The history proper opens with several German and French musicians like Coco Schumann and Albert Mangelsdorff who speak of their joy at discovering jazz after the painful years of World War II. Though jazz had presumably visited Europe in the 1920s and 1930s, it was the liberation and the accompanying influx of American soliders that sparked the continuous European jazz tradition that we've inherited today. The visit of Miles Davis to France in the early 1950s is fondly remembered by his lover, Juliette Greco. Palle Mikkelborg recalls how a visit by Dexter Gordon thrilled the Danish jazz world, while Niels-Henning Orsted Pedersen remembers Bud Powell's residency in Copenhagen.

There are some brief portraits of jazz musicians from behind the Iron Curtain.
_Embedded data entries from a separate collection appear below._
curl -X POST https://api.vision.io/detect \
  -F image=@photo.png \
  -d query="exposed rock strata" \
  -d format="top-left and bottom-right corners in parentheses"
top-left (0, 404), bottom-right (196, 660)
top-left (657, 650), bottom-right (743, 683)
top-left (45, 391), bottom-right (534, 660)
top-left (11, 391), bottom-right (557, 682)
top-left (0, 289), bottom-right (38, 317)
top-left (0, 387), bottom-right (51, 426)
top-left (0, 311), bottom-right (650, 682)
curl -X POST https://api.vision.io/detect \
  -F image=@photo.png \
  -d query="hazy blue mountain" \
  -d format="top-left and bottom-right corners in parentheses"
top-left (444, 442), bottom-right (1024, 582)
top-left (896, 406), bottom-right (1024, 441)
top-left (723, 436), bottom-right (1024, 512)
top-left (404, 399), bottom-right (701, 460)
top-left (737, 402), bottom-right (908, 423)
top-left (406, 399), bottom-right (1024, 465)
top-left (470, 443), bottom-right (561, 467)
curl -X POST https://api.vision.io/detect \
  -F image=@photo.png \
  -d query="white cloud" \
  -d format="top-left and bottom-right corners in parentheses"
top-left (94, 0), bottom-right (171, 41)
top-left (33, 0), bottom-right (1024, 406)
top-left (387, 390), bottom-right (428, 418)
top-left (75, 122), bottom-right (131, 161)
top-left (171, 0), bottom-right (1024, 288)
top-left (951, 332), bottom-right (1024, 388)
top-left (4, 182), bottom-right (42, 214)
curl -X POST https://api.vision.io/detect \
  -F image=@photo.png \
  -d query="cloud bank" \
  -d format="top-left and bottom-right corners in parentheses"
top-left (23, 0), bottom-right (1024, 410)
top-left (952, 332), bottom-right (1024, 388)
Joachim Kuhn reflects on the musical poverty of East Germany and how liberating his encounter with Ornette Coleman was. Tomasz Stanko represents the Polish perspective. The next big part of the documentary, however, is a series of illustrations of Europe coming into its own as a source of original contributions to jazz with some wild footage of Arve Henriksen playing two trumpets at the same time and Steano Bollani playing piano with spiky harmonies. Trevor Watts and Louis Sclavis speak of how free jazz came naturally to European players in the 1960s.

PLAY YOUR OWN THING is a pretty entertaining and informative documentary. I watched it while I was exploring ECM, and it was quite helpful in understanding the motivations of some of the label's major figures and getting a feel for this community. Indeed, one of the last portions of the documentary is ECM head Manfred Eicher producing a Tomasz Stanko recording session.

If I'd make one complaint about the documentary, it's that it seems to go out of its way to deny African influence on jazz. As the voiceover at the beginning claims and Robert Wyatt backs up later on, jazz supposedly is all European, the instruments and the techniques just happened to fall into the hands of African-Americans, and the genre's return to Europe is only a coming home ("After two World Wars, jazz came back to Europe"). I found this denial that jazz began as a fusion of two cultures in the American south rather strange. On the other hand, I do like how the documentary shows that the American debate over late 1960s developments like free jazz and fusion, where figures like Wynton Marsalis seem to want to freeze jazz in bebop played by African-Americans, isn't even on the radar in Europe. This is a sense that simply delights in the music, no matter who is playing it or how distant it is from New Orleans tradition.
History of Jazz, America's Classical Music 18 Mar 2010
By L. Hunt - Published on Amazon.com
Good documentary from Denmark. Includes some priceless old footage of great artists performing in Europe: Bud Powell, Neils Pederson - when he was a teenager!, Duke Ellington, Johnny Hodges, Louis Armstrong, Ben Webster, Kenny Clarke, Don Cherry, Dizzy Gillespie, Miles Davis, others. Many nice interviews and jams with European jazz musicians of all ages, including Joe Zawinul, Neils Pederson, and Jan Gabarek. Recommended.